Congratulations to Wycliffe Mudopa for winning the FNB Art Prize for 2021, arguably the most prestigious prize on the continent.
Wycliffe is a 2018 graduate of the Africa First residency which he did jointly with 2 other formidable talents from the First Floor Gallery Harare stable - Helen Teede and Gresham Tapiwa Nyaude.
Wycliffe’s solo exhibition at the Johannesburg Art Gallery opens on October 31 with a suite of more than 15 monumental new canvases elevating and celebrating the drama and exaltation of the lives of Zimbabwe’s extraordinary, ordinary women.’
“I’m very honored to win the prize this year especially because I have exhibited in South Africa for a number of years now, this really solidifies my ties with the country and the many people who support my work here,” says Mundopa. “It’s also important to me to show in museums and galleries in Africa because most of our work is exhibited abroad. As an artist who’s living and working on the continent, I think it’s important to have such platforms,” he says.
Committed to bearing witness to the lives of the most vulnerable in his community, his works consistently speak to social and political upheavals of life in urban Zimbabwe. In this context, the lives of women in particular frame his practice and social commentary. “I paint women mainly, not in the literal sense, but as a metaphor reflecting what happens in my society,” he explains.

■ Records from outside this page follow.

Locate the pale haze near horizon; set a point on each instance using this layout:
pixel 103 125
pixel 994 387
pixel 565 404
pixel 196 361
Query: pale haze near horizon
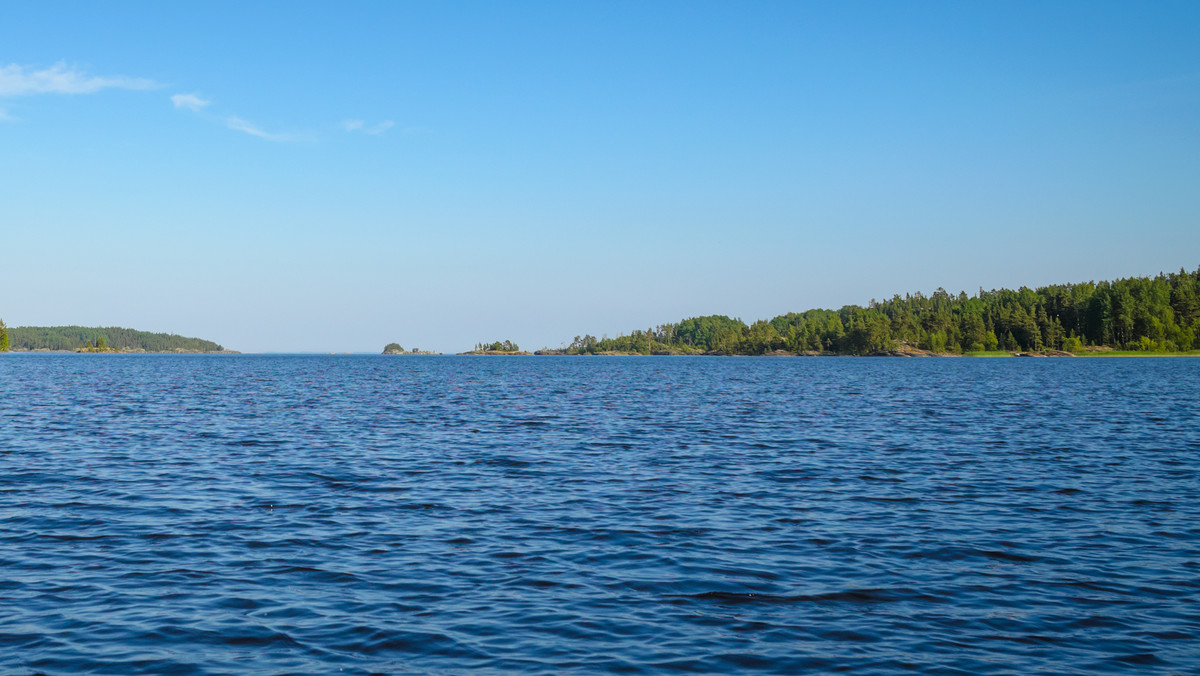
pixel 316 178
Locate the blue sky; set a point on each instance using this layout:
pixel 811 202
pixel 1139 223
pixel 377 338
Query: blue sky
pixel 334 177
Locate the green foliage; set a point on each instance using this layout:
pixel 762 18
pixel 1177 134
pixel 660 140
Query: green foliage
pixel 505 346
pixel 1158 313
pixel 66 339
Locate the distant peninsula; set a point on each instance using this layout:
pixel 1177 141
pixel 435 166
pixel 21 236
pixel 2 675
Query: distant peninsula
pixel 395 348
pixel 101 340
pixel 498 348
pixel 1134 316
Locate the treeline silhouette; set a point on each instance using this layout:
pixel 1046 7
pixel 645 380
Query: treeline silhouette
pixel 1159 313
pixel 75 338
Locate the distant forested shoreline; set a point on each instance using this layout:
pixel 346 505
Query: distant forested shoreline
pixel 1150 315
pixel 101 339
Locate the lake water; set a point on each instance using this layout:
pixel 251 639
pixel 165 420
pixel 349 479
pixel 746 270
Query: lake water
pixel 216 514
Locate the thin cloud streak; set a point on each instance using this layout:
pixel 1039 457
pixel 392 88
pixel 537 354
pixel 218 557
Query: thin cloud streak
pixel 359 125
pixel 239 124
pixel 60 78
pixel 190 101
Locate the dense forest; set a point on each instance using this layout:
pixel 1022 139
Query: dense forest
pixel 498 346
pixel 1158 313
pixel 111 338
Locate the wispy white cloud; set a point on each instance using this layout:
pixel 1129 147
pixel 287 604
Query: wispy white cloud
pixel 239 124
pixel 60 78
pixel 190 101
pixel 359 125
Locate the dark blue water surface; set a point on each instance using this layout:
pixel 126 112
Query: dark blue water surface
pixel 367 514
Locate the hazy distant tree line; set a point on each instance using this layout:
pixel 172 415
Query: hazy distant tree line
pixel 83 338
pixel 1158 313
pixel 498 346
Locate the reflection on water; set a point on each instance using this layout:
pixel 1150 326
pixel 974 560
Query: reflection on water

Mundopa’s imagery is audacious and unapologetic, bridging vernacular visual metaphor or Harare street slang with classical genre painting compositions of Dutch masters and post-impressionistic verve in line and color. “Wycliffe Mundopa is a vivacious, upbeat, whacky colorist. His vision of Africa is life-affirming. This is evident in his convivial pleasure-loving vision, which twists provocatively into the macabre,” says FNB Art Prize judge Ashraf Jamal who is a research associate in the Art and Design Research Centre at the University of Johannesburg.”